3) Under-utilizing the check-out area. Remember, you will already have a major advantage by the time customers are in this zone. When people are ready to check-out, they have already made the decision to purchase from you! Make sure that you leverage this during check-out by:
- Using the wall behind the check-out area to display new items, bestsellers or high-margin products.
- Making sure store policies are visible and professionally done to show that you stand behind your products.
- Offering small add-on products for customers to peruse while lining up. Keep your impulse products lower in price so that customers don’t need to think much about the decision. Make sure that your selection and pricing reflect your target market and complement your general store assortment.

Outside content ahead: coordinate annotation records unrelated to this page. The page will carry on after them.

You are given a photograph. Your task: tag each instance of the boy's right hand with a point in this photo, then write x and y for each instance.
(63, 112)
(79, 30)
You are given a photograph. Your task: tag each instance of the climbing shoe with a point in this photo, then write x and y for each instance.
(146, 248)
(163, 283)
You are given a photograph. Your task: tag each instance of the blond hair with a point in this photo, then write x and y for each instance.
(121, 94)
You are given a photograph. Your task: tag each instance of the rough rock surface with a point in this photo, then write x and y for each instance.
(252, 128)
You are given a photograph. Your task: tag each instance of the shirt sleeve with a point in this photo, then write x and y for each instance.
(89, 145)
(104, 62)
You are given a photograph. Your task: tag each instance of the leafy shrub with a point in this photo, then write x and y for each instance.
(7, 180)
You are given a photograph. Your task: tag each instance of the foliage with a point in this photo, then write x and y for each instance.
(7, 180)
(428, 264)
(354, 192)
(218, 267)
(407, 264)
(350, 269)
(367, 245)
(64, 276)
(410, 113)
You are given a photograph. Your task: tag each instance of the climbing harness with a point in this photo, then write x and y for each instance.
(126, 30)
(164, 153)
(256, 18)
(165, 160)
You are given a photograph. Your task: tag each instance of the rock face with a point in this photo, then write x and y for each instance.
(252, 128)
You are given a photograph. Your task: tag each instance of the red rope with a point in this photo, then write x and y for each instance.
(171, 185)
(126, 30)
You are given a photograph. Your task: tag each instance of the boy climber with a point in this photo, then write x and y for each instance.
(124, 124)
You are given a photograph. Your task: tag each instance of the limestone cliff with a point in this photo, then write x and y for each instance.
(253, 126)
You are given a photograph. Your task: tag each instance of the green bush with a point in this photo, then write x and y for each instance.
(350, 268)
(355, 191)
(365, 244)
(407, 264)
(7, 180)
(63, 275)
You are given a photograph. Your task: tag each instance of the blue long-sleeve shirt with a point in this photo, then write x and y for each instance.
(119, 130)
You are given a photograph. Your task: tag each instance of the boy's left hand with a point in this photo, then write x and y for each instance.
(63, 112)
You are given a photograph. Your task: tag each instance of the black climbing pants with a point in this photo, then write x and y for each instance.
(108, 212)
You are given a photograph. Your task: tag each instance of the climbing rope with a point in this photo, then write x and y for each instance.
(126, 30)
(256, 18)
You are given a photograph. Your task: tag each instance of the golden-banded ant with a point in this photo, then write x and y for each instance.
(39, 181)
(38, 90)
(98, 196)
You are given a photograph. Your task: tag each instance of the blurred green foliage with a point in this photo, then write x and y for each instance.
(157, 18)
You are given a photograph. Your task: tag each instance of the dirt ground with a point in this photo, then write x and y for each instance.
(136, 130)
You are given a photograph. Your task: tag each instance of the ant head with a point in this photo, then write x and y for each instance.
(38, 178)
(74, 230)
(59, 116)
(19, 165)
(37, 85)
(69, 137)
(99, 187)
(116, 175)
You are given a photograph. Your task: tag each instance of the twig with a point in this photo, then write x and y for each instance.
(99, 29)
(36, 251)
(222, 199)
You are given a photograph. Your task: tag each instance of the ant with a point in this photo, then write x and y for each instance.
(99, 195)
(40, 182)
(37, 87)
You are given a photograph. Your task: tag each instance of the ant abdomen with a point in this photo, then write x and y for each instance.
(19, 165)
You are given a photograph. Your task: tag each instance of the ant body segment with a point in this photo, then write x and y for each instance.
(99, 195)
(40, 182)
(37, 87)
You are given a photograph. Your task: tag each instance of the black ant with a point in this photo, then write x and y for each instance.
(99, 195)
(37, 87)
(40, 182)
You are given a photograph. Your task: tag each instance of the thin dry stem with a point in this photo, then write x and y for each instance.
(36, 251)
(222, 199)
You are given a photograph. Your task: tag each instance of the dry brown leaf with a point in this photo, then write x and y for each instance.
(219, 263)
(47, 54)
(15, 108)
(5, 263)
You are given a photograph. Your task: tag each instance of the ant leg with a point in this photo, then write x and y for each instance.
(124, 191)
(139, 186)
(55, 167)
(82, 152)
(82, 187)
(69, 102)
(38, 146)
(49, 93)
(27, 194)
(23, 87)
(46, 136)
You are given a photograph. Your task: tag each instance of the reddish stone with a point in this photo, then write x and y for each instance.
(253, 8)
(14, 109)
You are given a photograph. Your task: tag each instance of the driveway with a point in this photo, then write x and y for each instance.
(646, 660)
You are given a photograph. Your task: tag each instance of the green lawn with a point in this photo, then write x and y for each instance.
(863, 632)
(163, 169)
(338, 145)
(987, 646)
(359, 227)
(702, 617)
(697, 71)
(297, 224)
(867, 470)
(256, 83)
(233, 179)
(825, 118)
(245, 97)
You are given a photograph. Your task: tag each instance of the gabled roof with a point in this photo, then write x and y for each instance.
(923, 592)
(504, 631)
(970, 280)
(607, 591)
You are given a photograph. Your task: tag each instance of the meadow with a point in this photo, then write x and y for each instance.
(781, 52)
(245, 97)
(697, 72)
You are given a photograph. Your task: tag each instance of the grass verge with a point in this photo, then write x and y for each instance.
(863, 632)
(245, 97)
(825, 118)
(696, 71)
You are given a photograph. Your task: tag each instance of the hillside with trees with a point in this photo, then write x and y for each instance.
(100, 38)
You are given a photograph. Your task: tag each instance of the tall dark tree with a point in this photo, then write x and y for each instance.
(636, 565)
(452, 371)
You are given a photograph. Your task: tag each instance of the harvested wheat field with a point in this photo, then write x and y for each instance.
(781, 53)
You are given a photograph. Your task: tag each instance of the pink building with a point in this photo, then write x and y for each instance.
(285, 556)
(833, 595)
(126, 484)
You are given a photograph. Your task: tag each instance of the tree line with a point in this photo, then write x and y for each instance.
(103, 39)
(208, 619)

4) Not utilizing mirrors strategically. Mirrors are a great tool in-store to modify perception and change behaviour. Many retailers use them to:
- Improve customer behaviour: Mirror the wall behind your check-out staff so that customers who approach the counter will see themselves. This has been shown to lower the chance of customers being rude or acting irrationally as they can see how their behaviour appears to others.
- Create flattering fitting rooms: While some believe it is misleading, it’s fairly common practice for clothing retailers to install mirrors with a slight outward tilt at the bottom to produce the illusion of appearing longer and leaner.
- Reduce shoplifting: Thieves are less likely to try to steal products if there is a greater chance that they will be seen. Besides digital security systems, smaller businesses can add outward-facing mirrors in strategic locations near high-value products. If you have narrow checkout aisles, add mirrors to ensure that the underside of carts are visible. Remember to be discreet with mirrors at the checkout though. Customers will get the wrong impression if you only install waist-level mirrors behind them!
- Make smaller spaces look larger: This is an age-old design trick used by home-owners that works just as well in retail store design.
5) Not reviewing the performance of your store traffic and displays on a regular basis. In-store merchandising is only as good as its ability to increase sell-through. While there isn’t a right or wrong approach to merchandising, it is definitely something that can be tracked. Make sure that you monitor your inventory levels and sales performance weekly. A good retail point-of-sale system should give you access to well-designed sales and inventory reports so that you can easily track your performance. Not only will this allow you to better manage your stock levels, it will give you greater insight on which tactics are working, who your customers are, how best to plan your staffing and, most importantly, why they are buying from you.